By Ross Kerber and Heather Somerville
BOSTON/SAN FRANCISCO, April 2 (Reuters) - Some environmentally focused investors are not ready to buy into Lyft Inc or Uber Technologies Inc, worried about the climate impact of this year's two most closely watched initial public offerings.
Both companies hope to push people away from car ownership and promote shared and sustainable transportation services, among their many ambitions that have already reshaped traffic in major U.S. cities.
Lyft began trading on Friday and its larger rival Uber will kick off its IPO this month, though neither has shown itself to be profitable and shares of Lyft sank below their initial price of $72 on Monday.
Academics and city planners are still studying whether the companies will help reduce carbon emissions by making better use of existing vehicle fleets, or increase them by clogging traffic and diverting riders from trains and buses.
But even as the companies argue congestion has many causes including growing city populations, some investors cite early indications that ride-hailing technology puts more, not fewer, cars on the road.
"As far as I can tell, they're actually putting more cars into the congested areas, and they're pulling business out of the transit systems," said Murray Rosenblith, portfolio manager of the New Alternatives Fund, which aims to make socially responsible investments.
"This is not an area where New Alternatives is going to get engaged," Rosenblith said.
Joshua Brockwell, a director at Azzad Asset Management, which also factors environmental issues into investment decisions, said both companies also face the issue of drivers "deadheading," or driving around in between fares.
While both also aim to reduce private car ownership, he said, "that's a not an eco-friendly goal in and of itself. It's overall 'miles traveled' and carbon emissions that count."
Representatives for several other well-known climate-focused investors said they do not buy IPOs or were not ready to weigh in on ride-hailing, including Green Century Funds, Boston Common Asset Management and Parnassus Investments.
Research shows mixed results.
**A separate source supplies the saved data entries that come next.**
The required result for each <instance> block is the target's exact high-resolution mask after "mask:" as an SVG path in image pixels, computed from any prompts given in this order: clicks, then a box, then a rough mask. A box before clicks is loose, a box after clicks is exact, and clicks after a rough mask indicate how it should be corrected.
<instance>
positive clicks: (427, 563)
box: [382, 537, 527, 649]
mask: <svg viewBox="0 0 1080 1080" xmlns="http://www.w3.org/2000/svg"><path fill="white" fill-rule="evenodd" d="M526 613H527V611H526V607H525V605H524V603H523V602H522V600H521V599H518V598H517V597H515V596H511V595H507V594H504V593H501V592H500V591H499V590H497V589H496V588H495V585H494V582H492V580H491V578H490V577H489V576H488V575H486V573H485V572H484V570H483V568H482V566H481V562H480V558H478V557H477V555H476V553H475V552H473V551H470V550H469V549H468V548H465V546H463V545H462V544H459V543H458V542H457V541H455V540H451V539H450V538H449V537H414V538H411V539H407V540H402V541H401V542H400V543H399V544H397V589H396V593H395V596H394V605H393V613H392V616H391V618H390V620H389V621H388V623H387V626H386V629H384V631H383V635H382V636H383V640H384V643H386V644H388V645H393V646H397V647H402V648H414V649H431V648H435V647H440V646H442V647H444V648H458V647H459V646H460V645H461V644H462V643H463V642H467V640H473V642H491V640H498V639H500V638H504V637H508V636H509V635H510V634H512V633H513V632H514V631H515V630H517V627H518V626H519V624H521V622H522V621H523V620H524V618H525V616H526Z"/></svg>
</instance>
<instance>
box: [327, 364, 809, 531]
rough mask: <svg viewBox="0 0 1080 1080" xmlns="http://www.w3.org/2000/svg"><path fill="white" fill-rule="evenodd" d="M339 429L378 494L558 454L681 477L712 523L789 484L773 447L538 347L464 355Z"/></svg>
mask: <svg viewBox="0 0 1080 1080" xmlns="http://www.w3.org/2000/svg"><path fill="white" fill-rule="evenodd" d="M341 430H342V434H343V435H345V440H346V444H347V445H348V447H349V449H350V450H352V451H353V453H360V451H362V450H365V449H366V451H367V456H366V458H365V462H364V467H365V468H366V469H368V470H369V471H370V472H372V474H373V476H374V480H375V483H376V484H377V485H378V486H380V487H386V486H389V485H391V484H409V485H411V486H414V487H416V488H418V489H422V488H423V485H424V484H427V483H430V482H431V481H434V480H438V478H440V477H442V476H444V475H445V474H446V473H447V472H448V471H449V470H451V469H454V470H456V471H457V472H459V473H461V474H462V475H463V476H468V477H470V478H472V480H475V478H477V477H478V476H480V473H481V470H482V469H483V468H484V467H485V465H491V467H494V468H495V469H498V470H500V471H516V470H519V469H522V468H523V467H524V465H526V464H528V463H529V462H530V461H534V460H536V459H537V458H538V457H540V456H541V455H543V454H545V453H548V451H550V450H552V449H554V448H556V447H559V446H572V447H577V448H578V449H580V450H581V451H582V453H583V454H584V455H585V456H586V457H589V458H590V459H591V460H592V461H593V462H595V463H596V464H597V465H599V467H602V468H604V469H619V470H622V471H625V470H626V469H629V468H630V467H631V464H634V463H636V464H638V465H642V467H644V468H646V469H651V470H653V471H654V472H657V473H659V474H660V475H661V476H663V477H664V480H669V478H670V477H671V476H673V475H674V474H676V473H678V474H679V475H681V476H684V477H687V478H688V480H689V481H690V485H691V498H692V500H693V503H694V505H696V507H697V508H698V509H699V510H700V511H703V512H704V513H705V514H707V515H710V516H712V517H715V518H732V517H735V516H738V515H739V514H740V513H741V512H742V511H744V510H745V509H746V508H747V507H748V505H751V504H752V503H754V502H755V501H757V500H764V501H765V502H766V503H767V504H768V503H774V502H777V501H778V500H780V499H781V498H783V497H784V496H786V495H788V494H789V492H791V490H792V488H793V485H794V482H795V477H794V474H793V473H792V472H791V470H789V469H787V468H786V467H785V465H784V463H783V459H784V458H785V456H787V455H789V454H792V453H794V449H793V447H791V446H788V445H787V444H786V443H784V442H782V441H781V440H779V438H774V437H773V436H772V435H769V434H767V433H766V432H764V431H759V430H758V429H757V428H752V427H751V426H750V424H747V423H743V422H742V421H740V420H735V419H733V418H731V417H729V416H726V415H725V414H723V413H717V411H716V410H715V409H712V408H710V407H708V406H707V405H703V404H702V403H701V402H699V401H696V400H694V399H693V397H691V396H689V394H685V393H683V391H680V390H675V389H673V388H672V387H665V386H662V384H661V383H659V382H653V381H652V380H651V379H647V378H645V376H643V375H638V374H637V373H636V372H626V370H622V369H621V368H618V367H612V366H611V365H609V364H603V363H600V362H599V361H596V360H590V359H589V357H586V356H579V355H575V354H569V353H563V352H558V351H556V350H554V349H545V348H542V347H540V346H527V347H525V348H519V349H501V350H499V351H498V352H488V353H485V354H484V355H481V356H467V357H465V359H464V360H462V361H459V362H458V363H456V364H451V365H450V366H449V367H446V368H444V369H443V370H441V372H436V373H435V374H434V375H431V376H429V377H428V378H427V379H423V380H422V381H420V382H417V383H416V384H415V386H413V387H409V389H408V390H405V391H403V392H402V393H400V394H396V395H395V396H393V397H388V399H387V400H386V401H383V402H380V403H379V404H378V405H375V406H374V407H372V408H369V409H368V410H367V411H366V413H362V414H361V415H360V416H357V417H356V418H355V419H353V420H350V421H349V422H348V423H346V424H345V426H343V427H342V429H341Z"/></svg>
A 2017 University of California at Davis study found ride-hailing boosted use of commuter rail but pulled people away from buses and light rail. In addition people often used the apps to take trips they previously made by walking, biking, taking public transit or not taking at all.
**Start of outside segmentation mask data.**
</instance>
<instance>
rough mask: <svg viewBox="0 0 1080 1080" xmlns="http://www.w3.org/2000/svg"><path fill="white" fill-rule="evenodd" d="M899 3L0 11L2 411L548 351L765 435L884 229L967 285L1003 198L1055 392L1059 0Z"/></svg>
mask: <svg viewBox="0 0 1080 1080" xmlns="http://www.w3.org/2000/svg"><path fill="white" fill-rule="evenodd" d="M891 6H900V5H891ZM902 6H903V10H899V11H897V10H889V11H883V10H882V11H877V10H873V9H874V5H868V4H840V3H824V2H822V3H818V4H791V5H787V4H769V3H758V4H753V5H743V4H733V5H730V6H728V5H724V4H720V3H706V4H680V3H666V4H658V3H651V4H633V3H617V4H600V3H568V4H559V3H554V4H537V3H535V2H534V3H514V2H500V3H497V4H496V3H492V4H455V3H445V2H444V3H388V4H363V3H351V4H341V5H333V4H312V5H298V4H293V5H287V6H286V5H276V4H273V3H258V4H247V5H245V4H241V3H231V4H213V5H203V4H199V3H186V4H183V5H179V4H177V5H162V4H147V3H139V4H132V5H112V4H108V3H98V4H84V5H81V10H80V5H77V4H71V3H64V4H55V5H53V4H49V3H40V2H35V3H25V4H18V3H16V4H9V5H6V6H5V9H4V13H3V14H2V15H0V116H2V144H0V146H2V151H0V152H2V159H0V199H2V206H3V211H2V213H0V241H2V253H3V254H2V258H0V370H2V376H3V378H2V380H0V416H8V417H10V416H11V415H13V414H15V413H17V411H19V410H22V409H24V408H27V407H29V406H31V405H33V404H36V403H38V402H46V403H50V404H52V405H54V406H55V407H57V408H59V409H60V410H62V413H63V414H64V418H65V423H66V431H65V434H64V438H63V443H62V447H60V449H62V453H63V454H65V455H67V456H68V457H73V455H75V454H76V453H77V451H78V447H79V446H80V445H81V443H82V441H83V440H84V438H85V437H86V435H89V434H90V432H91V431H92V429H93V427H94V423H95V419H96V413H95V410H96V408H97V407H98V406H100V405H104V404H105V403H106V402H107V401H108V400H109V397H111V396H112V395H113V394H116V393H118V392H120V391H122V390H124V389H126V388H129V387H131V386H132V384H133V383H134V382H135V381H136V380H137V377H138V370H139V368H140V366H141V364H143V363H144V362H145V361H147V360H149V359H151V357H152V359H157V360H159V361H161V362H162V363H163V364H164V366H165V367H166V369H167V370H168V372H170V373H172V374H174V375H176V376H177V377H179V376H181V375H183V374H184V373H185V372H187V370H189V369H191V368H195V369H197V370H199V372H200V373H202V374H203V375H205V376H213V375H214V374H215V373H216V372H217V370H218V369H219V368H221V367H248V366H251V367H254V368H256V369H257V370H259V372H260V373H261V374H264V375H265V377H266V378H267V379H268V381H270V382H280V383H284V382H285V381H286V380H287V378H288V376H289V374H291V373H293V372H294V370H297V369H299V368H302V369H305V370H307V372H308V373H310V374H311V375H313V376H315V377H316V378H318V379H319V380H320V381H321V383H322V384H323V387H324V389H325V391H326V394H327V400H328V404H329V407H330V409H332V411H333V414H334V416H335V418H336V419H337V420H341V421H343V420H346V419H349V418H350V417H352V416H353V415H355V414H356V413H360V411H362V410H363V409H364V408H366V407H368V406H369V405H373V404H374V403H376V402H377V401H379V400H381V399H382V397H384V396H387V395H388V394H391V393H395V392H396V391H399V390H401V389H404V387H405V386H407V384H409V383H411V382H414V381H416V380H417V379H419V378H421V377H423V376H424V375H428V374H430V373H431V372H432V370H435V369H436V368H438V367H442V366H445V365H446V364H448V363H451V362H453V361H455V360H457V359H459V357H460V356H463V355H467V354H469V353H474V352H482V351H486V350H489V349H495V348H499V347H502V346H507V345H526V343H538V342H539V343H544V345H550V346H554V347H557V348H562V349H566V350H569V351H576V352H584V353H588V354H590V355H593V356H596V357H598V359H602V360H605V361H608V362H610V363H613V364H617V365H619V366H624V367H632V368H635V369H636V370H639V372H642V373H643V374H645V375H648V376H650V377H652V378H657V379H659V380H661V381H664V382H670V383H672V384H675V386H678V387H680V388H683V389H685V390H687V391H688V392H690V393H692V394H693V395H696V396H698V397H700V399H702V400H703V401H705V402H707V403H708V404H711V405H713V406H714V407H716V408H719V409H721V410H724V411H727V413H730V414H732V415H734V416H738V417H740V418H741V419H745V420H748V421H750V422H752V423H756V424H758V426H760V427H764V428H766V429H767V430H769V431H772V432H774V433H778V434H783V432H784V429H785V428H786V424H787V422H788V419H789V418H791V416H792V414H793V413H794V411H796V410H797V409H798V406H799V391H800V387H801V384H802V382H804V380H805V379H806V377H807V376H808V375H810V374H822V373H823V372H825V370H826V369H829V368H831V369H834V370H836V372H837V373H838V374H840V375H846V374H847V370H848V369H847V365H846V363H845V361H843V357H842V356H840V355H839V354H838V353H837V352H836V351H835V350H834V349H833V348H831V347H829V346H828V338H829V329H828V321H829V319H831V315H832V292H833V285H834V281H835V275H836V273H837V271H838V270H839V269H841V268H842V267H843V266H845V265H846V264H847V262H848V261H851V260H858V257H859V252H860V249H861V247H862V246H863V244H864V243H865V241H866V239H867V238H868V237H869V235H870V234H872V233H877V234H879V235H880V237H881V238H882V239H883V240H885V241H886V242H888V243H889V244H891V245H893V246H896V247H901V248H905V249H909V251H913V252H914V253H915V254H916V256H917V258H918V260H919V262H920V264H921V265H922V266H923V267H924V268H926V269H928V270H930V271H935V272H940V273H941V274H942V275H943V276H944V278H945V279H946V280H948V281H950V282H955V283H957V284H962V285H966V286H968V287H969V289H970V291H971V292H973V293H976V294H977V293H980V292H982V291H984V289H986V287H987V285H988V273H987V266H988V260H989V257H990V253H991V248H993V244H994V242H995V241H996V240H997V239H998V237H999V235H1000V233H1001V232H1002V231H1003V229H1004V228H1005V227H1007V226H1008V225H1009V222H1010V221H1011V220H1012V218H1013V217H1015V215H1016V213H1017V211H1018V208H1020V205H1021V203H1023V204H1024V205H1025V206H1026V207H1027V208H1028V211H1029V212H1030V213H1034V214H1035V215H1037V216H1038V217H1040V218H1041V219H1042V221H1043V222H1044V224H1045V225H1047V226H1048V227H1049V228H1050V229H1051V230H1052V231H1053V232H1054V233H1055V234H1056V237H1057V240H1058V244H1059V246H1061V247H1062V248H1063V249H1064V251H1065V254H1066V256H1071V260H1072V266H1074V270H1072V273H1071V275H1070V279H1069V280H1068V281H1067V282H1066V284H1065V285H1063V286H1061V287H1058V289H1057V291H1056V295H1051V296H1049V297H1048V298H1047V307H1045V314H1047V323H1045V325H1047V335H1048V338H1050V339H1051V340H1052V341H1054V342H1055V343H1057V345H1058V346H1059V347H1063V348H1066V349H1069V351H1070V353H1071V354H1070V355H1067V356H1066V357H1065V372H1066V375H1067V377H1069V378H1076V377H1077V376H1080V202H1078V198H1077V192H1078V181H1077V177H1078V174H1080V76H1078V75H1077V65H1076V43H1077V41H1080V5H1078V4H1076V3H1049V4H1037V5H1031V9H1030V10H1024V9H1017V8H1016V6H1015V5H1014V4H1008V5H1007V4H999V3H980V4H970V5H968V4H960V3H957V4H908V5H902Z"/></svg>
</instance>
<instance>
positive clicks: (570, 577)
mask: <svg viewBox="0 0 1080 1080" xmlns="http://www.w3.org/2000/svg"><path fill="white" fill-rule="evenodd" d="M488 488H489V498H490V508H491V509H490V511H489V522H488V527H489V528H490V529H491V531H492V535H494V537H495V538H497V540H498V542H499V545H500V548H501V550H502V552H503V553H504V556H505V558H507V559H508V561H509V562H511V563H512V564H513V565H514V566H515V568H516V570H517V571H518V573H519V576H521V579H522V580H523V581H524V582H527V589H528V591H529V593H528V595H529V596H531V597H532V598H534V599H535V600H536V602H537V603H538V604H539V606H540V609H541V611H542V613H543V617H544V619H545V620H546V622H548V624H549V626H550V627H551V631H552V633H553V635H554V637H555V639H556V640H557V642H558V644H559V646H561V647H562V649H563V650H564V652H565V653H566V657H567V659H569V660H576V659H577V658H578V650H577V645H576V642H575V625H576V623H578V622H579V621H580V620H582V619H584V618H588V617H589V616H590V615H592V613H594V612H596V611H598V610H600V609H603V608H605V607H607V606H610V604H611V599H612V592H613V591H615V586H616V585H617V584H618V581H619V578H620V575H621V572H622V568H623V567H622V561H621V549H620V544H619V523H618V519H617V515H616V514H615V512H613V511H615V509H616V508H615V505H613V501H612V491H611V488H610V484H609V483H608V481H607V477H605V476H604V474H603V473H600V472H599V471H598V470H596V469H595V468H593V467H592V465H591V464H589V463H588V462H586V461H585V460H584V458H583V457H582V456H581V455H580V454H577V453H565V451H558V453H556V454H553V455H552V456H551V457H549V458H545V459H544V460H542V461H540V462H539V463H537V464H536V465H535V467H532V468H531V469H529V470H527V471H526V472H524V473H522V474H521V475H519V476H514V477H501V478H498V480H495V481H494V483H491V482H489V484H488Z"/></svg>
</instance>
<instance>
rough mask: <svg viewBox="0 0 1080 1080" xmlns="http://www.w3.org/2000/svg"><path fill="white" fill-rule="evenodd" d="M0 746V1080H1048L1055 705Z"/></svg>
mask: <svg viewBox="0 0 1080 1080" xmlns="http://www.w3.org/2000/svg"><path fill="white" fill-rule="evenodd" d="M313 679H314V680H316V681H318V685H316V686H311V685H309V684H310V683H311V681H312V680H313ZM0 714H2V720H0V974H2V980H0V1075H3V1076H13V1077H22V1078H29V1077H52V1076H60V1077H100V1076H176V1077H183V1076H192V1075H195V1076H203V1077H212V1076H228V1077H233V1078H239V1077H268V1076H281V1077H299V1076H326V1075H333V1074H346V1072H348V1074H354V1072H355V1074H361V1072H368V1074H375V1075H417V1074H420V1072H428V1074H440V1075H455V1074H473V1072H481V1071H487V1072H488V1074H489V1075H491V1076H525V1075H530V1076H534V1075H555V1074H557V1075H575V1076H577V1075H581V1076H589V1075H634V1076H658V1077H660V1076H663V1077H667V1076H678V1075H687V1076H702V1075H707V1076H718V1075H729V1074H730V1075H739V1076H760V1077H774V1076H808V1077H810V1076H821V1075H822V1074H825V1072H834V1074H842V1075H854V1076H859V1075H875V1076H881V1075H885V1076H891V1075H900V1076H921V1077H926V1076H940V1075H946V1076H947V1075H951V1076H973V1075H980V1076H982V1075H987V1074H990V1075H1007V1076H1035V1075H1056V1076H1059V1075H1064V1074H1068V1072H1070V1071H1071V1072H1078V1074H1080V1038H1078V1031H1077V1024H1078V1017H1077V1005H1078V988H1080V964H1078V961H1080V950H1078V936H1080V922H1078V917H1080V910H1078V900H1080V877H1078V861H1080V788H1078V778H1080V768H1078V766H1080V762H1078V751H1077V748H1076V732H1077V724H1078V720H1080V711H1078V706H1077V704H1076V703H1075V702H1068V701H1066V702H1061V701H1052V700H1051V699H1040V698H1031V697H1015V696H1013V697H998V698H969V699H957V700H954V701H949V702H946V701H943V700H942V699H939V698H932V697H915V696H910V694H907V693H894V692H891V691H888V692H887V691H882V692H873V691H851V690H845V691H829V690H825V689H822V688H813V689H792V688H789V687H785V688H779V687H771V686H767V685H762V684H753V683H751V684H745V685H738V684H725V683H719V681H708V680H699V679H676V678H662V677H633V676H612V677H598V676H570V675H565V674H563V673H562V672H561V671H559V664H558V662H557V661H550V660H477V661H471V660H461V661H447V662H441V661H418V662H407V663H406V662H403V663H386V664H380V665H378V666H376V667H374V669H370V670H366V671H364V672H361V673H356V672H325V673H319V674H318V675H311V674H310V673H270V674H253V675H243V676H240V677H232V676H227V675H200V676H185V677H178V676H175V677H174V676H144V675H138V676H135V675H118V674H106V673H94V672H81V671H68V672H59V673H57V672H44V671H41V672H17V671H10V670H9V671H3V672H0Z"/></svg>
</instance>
A study by the San Francisco County Transportation Authority found that about half of new congestion in San Francisco from 2010 to 2016 was from ride-hailing. Average speeds in the city stood at 20.9 miles per hour at the end of the period, researchers found, 3.1 miles per hour slower than at the start. https://bit.ly/2EsU7cg
Drivers for Lyft and Uber often travel far to reach urban areas before they even turn on the app. It is common for drivers from California's Central Valley to drive close to 100 miles (160 km) to San Francisco in search of more lucrative fares.
Lyft executives including Chief Policy Officer Anthony Foxx said that the company has taken other steps to combat congestion such as showing bus arrival times on its smartphone app and investing in bicycles and scooters. Lyft also says it spent millions of dollars on carbon offsets in 2018, and supports transit infrastructure.
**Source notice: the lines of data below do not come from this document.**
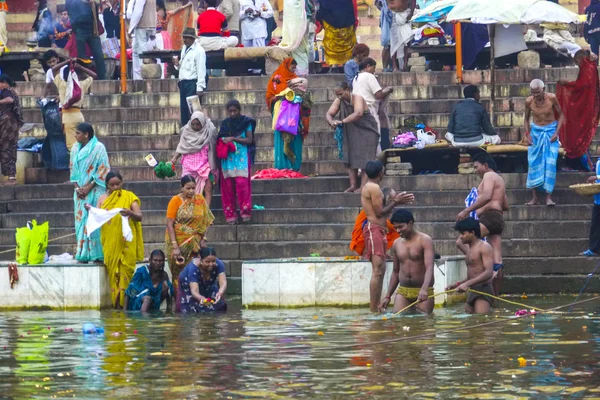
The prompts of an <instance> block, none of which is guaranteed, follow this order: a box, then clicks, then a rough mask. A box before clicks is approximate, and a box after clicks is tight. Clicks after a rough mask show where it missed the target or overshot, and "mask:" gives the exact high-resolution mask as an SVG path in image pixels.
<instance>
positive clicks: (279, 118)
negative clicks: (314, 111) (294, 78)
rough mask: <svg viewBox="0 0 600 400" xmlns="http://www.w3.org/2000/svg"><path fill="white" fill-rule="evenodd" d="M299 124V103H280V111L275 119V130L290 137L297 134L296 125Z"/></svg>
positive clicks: (296, 126) (283, 100)
mask: <svg viewBox="0 0 600 400" xmlns="http://www.w3.org/2000/svg"><path fill="white" fill-rule="evenodd" d="M299 122H300V103H290V102H289V101H287V100H285V99H284V100H282V101H281V110H280V112H279V116H278V117H277V123H276V124H275V130H278V131H280V132H287V133H289V134H291V135H297V134H298V123H299Z"/></svg>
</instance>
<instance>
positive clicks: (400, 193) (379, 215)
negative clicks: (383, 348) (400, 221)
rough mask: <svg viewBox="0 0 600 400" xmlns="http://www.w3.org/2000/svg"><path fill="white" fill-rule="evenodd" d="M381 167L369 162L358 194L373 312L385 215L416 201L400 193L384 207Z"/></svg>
mask: <svg viewBox="0 0 600 400" xmlns="http://www.w3.org/2000/svg"><path fill="white" fill-rule="evenodd" d="M383 171H384V169H383V164H381V162H380V161H369V162H368V163H367V165H366V167H365V173H366V174H367V183H366V184H365V186H364V188H363V190H362V191H361V193H360V202H361V204H362V207H363V210H364V212H365V214H366V215H367V223H366V224H365V225H364V226H363V238H364V240H365V252H364V254H363V257H364V258H365V259H368V260H369V261H371V266H372V267H373V273H372V275H371V283H370V285H369V289H370V309H371V311H372V312H376V311H377V309H378V306H379V302H380V300H381V291H382V289H383V276H384V275H385V258H386V257H385V254H386V252H387V239H386V235H387V223H386V218H387V215H388V214H389V213H390V211H392V210H393V209H394V207H396V206H398V205H400V204H411V203H413V202H414V201H415V196H414V195H413V194H412V193H406V192H402V193H399V194H397V195H396V197H395V198H394V200H393V201H389V202H388V203H387V204H386V205H385V206H384V205H383V193H382V192H381V187H380V186H379V184H380V183H381V181H382V180H383Z"/></svg>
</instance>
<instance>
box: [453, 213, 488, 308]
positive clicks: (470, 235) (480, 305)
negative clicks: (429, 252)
mask: <svg viewBox="0 0 600 400" xmlns="http://www.w3.org/2000/svg"><path fill="white" fill-rule="evenodd" d="M454 229H455V230H457V231H458V232H459V233H460V236H459V237H458V240H457V241H456V247H457V248H458V249H459V250H460V251H461V252H463V253H464V254H465V255H466V256H467V279H465V280H464V281H461V282H456V283H454V284H452V285H450V286H448V287H447V288H446V290H452V289H456V291H457V292H459V293H463V292H466V291H468V290H469V289H473V290H477V291H478V292H482V293H487V294H491V295H493V294H494V290H493V288H492V285H491V282H492V275H493V271H494V261H493V257H492V255H493V250H492V246H490V245H489V244H488V243H486V242H484V241H483V240H481V232H480V230H479V223H478V222H477V221H476V220H474V219H473V218H470V217H469V218H467V219H463V220H460V221H458V222H457V223H456V226H455V227H454ZM493 305H494V299H492V298H491V297H489V296H486V295H483V294H479V293H474V292H469V294H468V296H467V303H466V305H465V311H466V312H468V313H469V314H473V313H475V314H487V313H489V312H490V308H491V307H492V306H493Z"/></svg>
"We are on a long path. We didn't get to this level of congestion in our cities overnight," Foxx said in an interview with Reuters.
Uber did not make executives available to comment, but the company has made its own commitments to bikes, scooters and other sustainability initiatives. Its CEO Dara Khosrowshahi in September promised $10 million to study ideas such as congestion pricing to speed traffic.
One opportunity is that Uber and Lyft could help drivers buy more expensive electric cars, which have a lower cost per mile. Accelerating the shift to electric could win over Seb Beloe, head of research at WHEB Asset Management in London, another investor focused on sustainability, he said via email.
But he avoided the Lyft IPO and worries the service and Uber will diminish public transit. As things stand, "we think that the case is not yet compelling" for the companies, Beloe said.